1

We are a $3B company with a team of 6 infrastructure experts. I am a DBA, not part of infra team.

Our setup is all VMware ESX 5.1, EMC SAN for storage and ExaGrid for backups. Prod and non-prod servers are hosted in seperate DC's in 2 different cities. Prod backup share is replicated to non-prod share, the lag usually 4 - 8 hours. My non-prod database restores now take about 5 hours which costs us late night work and downtime. If I copy the backups to local drives first then restores complete in 1-2 hours. I requested an additional 500gb local drive on each of the 4 non-prod servers and the infrastructure team rejected it, saying it costs about $5k for 2TB. Fair enough.

In this case, I don't need any resiliency, fault tolerance, fault detection, mirroring, replication, backup, recoverability; none of that. Data is not important, all I need is reasonable speed for a few hours twice a week. The goal is to restore databases in 1 - 2 hours. I looked at RAM and CPU usage, and they are not the bottlenecks.

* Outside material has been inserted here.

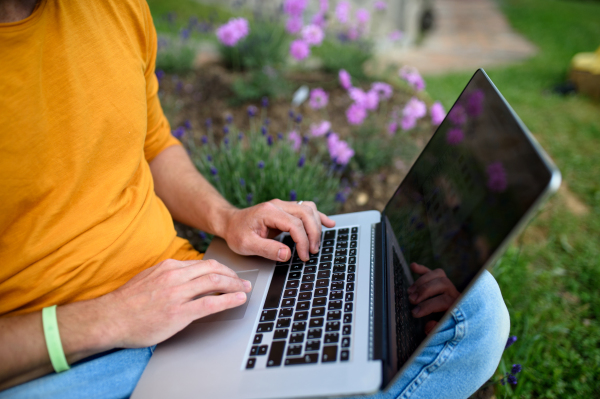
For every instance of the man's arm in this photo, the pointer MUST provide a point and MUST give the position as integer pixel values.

My question is: is there a way we can use these SSD's as a cheap additional storage as an alternative to the expensive SAN?

If yes, apart from the cost of the drives what are other costs involved?

Any other way to bring the cost down to say under $2k or even $1k?

Don
  • 21
  • 1
  • What are the makes/models of the servers involved? Do you need this storage to be presented to VMware, or are the DB servers physical? – ewwhite Nov 17 '14 at 16:19
  • 4
    Yes in theory you can do things a lot cheaper and get some more performance as well with local SSD's. But, as you're already experiencing, there is a vast difference between what is technically possible and what an enterprise infrastructure department is either **willing** and/or **allowed** to deploy. - Local optimisation, *reducing your cost*, may invalidate any number of other (historic) design choices/requirements in your larger data center strategy, which were made to reduce *overall cost/complexity/operational risk*. (Although I would assume that those likely need to be revisited.) – HBruijn Nov 17 '14 at 17:17
  • Basic question about the hardware in use... without that info, it's hard to make a real recommendation. – ewwhite Nov 17 '14 at 19:20
  • As the author of your linked storage question, and its primary answer writer, I don't want you to get the wrong idea. Yes, enterprise storage is expensive, but you are totally right; you don't NEED enterprise storage. You need a local, volatile scratch disk, so you're heading in the right direction. The real challenge will be getting your storage/sysadmin teams to get things done. – Mark Henderson Nov 17 '14 at 19:55
  • 1
    VTC only because I agree with @HBruijn comment. What is possible or not still doesn't mean we experts/sysadmins should be taking the place of your company's sysadmins. That doesn't mean your possibly eventually closed question can't be answered still, you can work with your IT Team on this. If they continue push back then you document that push back, everyone agrees on the constraints/outcome and then you move on and take a negotiation class. :) – TheCleaner Nov 17 '14 at 19:58
  • 1
    I get the question, but I don't get why you are asking it here. What does your management say about it costing you late nights and downtime? How much does that cost them in money and morale? What do your infrastructure team say if you ask them how they suggest the restores can be made faster? Why aren't your non-prod restores automated to happen overnight after a replication sync, without you having to be involved? – TessellatingHeckler Nov 17 '14 at 20:39
  • Thanks for all the responses. There is a bit of politics between infra team manager and my manager, Infra team does not seem to care if we have to spend hours in monitoring and housekeeping trying to save pennies. once i asked for 8gb additional RAM they said let's do 2gb at a time then you test/monitor for a week and so on. if instead of 8gb 6gb works, we could save $40 in RAM but it will cost us several hundred bucks in DBA time. So we try to suggest solution. I have zero experience on h/w side, hence the question with whatever info i have. Thanks again folks! – Don Nov 17 '14 at 22:04

4 Answers4

2

Yes, there is. You run into the typical enterprise idiocy of pushing everything to the SAN - something that will come and kill you mid term performance wise. There is a reason, for example. MS SQL Server allows LOCAL SSD for tempdb since 2012.... speed vs. cost. Heck, there are many cases where even production data can happily live on local discs without SAN resilience because you have an application level replication in place (for example : SQL Server Always On Availability Groups).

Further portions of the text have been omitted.